Not quite true, VTEC engines have a very flat torque curve, they're engineered that way. Granted, they don't produce as much torque as a larger capacity engine, but they do have a very flat curve.
DSC00141_001.JPG
 
neil-ste said:
Not quite true, VTEC engines have a very flat torque curve, they're engineered that way. Granted, they don't produce as much torque as a larger capacity engine, but they do have a very flat curve.
http://www.feedthehorse.com/photos/d/3365-2/DSC00141_001.JPG[IMG][/QUOTE]

yes, there are two main routes to big power: lots of torque or lots of revs. honda chose the latter.

but even looking at that curve, it has a defined peak. the comparison I was trying to make was with one which would basically look like a tabletop; lots of torque low down, rising slowly to the peak then rolling off at the limiter.

*n
 
penski said:
I should have mentioned this before...

there is no need to lower the compression. none whatsoever.

this isn't eighties-style turbocharging we're talking about here.

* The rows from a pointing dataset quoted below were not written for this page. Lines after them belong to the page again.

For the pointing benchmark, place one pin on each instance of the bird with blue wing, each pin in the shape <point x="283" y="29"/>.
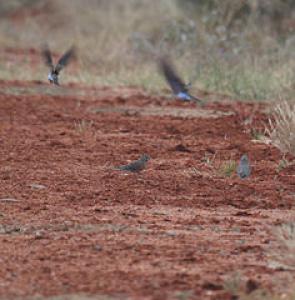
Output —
<point x="244" y="168"/>
<point x="62" y="62"/>
<point x="179" y="88"/>
<point x="137" y="165"/>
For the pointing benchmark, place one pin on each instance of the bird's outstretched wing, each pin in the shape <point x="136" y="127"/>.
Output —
<point x="46" y="53"/>
<point x="199" y="101"/>
<point x="175" y="82"/>
<point x="65" y="59"/>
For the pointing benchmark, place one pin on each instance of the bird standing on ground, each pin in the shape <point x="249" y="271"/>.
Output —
<point x="179" y="88"/>
<point x="136" y="166"/>
<point x="62" y="62"/>
<point x="244" y="168"/>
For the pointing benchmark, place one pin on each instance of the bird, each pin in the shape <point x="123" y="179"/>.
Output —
<point x="137" y="165"/>
<point x="179" y="88"/>
<point x="244" y="168"/>
<point x="62" y="62"/>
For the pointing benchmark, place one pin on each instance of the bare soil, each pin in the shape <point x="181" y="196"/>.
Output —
<point x="71" y="224"/>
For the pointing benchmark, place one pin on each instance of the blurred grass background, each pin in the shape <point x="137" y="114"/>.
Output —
<point x="240" y="48"/>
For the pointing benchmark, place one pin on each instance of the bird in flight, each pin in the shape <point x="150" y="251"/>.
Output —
<point x="179" y="88"/>
<point x="62" y="62"/>
<point x="137" y="165"/>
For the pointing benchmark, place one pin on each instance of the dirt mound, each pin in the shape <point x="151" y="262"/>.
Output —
<point x="71" y="223"/>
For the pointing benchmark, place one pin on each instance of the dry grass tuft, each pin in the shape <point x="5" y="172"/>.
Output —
<point x="282" y="127"/>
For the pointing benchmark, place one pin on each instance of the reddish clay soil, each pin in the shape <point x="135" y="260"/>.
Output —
<point x="73" y="224"/>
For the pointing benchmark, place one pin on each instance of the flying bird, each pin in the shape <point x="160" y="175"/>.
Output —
<point x="62" y="62"/>
<point x="137" y="165"/>
<point x="179" y="88"/>
<point x="244" y="168"/>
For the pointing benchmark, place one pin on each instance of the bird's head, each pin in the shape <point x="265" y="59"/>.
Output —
<point x="145" y="157"/>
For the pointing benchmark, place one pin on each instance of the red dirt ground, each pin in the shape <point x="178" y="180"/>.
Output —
<point x="180" y="229"/>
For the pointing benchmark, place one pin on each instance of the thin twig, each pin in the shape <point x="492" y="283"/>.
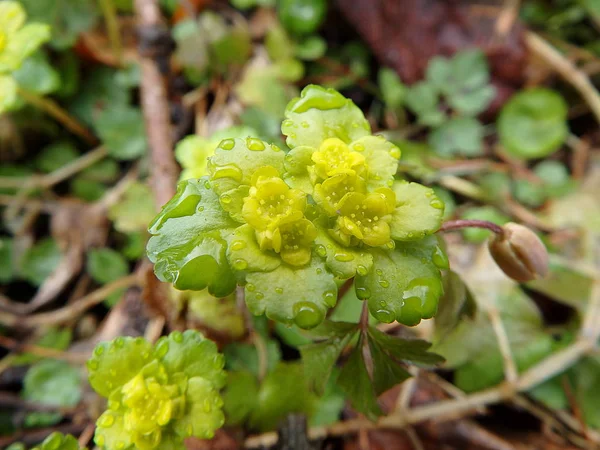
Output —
<point x="53" y="109"/>
<point x="566" y="69"/>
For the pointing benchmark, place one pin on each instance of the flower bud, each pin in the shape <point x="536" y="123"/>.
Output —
<point x="519" y="253"/>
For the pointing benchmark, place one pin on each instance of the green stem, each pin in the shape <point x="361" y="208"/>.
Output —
<point x="57" y="112"/>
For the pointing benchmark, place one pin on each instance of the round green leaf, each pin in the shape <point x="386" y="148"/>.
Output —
<point x="533" y="124"/>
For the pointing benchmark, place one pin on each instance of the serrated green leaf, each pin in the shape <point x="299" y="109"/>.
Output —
<point x="283" y="391"/>
<point x="36" y="74"/>
<point x="458" y="136"/>
<point x="533" y="123"/>
<point x="319" y="358"/>
<point x="105" y="265"/>
<point x="404" y="284"/>
<point x="292" y="295"/>
<point x="239" y="397"/>
<point x="319" y="114"/>
<point x="356" y="384"/>
<point x="39" y="261"/>
<point x="114" y="363"/>
<point x="122" y="132"/>
<point x="418" y="212"/>
<point x="134" y="211"/>
<point x="52" y="383"/>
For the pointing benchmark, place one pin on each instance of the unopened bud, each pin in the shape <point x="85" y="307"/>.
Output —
<point x="519" y="253"/>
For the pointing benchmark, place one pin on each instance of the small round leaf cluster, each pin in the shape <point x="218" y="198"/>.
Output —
<point x="291" y="224"/>
<point x="17" y="42"/>
<point x="157" y="395"/>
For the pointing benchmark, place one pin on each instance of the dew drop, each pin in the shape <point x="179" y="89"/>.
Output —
<point x="307" y="315"/>
<point x="240" y="264"/>
<point x="177" y="336"/>
<point x="238" y="245"/>
<point x="363" y="293"/>
<point x="361" y="270"/>
<point x="344" y="257"/>
<point x="227" y="144"/>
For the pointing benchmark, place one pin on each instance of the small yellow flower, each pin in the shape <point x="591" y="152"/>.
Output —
<point x="293" y="241"/>
<point x="271" y="203"/>
<point x="335" y="157"/>
<point x="365" y="218"/>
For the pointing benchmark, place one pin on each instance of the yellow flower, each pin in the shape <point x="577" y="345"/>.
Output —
<point x="271" y="203"/>
<point x="334" y="157"/>
<point x="365" y="218"/>
<point x="293" y="241"/>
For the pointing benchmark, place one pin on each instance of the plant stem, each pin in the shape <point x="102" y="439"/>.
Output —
<point x="57" y="112"/>
<point x="112" y="27"/>
<point x="461" y="223"/>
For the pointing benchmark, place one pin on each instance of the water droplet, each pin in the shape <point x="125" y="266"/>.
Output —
<point x="330" y="298"/>
<point x="162" y="347"/>
<point x="255" y="144"/>
<point x="440" y="259"/>
<point x="385" y="316"/>
<point x="363" y="293"/>
<point x="228" y="171"/>
<point x="227" y="144"/>
<point x="384" y="283"/>
<point x="240" y="264"/>
<point x="361" y="270"/>
<point x="106" y="420"/>
<point x="436" y="203"/>
<point x="238" y="245"/>
<point x="344" y="257"/>
<point x="307" y="315"/>
<point x="177" y="336"/>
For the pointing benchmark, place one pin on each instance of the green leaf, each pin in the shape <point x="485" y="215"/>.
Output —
<point x="116" y="362"/>
<point x="533" y="124"/>
<point x="40" y="261"/>
<point x="185" y="249"/>
<point x="239" y="397"/>
<point x="464" y="80"/>
<point x="135" y="210"/>
<point x="419" y="212"/>
<point x="343" y="262"/>
<point x="67" y="19"/>
<point x="283" y="391"/>
<point x="122" y="132"/>
<point x="319" y="114"/>
<point x="392" y="89"/>
<point x="106" y="265"/>
<point x="422" y="99"/>
<point x="458" y="136"/>
<point x="292" y="295"/>
<point x="319" y="358"/>
<point x="55" y="156"/>
<point x="37" y="75"/>
<point x="489" y="213"/>
<point x="7" y="268"/>
<point x="404" y="284"/>
<point x="52" y="383"/>
<point x="192" y="354"/>
<point x="356" y="384"/>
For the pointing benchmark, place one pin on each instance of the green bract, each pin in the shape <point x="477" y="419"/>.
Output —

a 335i with jag v8 blower (a larger eaton unit than the mini one...) and triumph tbs would be a riot.

*n

that was just a suggestion if you wanted more psi without going on forged internals (didnt read the whole thread, just the bit about big psi + internals :p)
 
Wayn0r said:
that was just a suggestion if you wanted more psi without going on forged internals (didnt read the whole thread, just the bit about big psi + internals :p)

all lowering the ompression would do would be increase resistance to detonation...slightly.

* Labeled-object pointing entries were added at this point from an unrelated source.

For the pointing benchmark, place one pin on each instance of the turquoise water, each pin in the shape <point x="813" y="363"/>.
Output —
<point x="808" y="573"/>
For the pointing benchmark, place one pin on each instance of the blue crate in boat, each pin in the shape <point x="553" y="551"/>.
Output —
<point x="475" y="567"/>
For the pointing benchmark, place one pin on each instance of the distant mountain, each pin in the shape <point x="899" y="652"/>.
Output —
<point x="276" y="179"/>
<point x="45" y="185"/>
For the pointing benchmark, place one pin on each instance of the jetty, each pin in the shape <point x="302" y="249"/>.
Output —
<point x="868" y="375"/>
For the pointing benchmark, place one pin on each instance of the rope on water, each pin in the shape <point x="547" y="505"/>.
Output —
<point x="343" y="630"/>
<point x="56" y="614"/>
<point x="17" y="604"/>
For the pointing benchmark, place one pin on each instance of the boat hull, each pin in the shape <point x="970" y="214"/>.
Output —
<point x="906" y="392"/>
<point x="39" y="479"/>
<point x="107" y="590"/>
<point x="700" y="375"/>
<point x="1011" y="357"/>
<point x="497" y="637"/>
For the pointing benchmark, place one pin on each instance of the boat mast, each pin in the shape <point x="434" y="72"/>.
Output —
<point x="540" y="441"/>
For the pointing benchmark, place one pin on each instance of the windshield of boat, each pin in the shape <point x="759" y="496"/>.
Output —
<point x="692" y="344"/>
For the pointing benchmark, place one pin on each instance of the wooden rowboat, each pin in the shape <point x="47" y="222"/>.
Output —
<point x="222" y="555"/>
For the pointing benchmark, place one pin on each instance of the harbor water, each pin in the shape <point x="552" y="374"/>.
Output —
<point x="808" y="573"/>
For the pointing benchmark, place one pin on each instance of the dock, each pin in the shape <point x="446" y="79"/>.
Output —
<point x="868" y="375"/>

if you go to 10psi with low compression, you will still need stronger internals...you'll just end up with an engine which has the internals to take 10psi of pressure but with low compression which would make it inefficient and which would defeat the entire point of the exercise. ;)

*n
 
neil-ste said:
Not quite true, VTEC engines have a very flat torque curve, they're engineered that way. Granted, they don't produce as much torque as a larger capacity engine, but they do have a very flat curve.
DSC00141_001.JPG

yeah true people always talk about how vtec engines are peaky...but the reality is that they have incredibly flat torque bands...it's just that they are still usually under 2.0 liters so their "flat torque" isn't very much...but at 8000 rpm even a small amnt of torque translates to very nice power.
 
penski said:
all lowering the ompression would do would be increase resistance to detonation...slightly.

if you go to 10psi with low compression, you will still need stronger internals...you'll just end up with an engine which has the internals to take 10psi of pressure but with low compression which would make it inefficient and which would defeat the entire point of the exercise. ;)

*n

But penski detonation is without doubt the most reliable way to balls your engine in seconds. So surly by reducing any chance of detonation you will add many miles to the engine. It would make it more ineficient as you said, but by blowing up the engine in 20 minutes would also defeat the point of the exercise :p
 
penski said:
it is a positive displacement supercharger which means that it outputs a set volume of air for each revolution...note: not boost. boost is a bad thing. nasty, nasty boost.

it's still forced induction, and still pressurising the inlet manifold.. that's still 'boost' however you want to word it.

penski said:
all lowering the ompression would do would be increase resistance to detonation...slightly.

if you go to 10psi with low compression, you will still need stronger internals...you'll just end up with an engine which has the internals to take 10psi of pressure but with low compression which would make it inefficient and which would defeat the entire point of the exercise. ;)

*n

well, no. Lowering the compression would.. lower the compression.

10psi with low compression would result in less power than 10psi running stock CR. So if the internals were good to run 10psi, then lower the compression will let you run more. Trading off CR vs pressure to acheive similar bhp/torque figures. After all that's what the internals are rated to, not manifold pressures.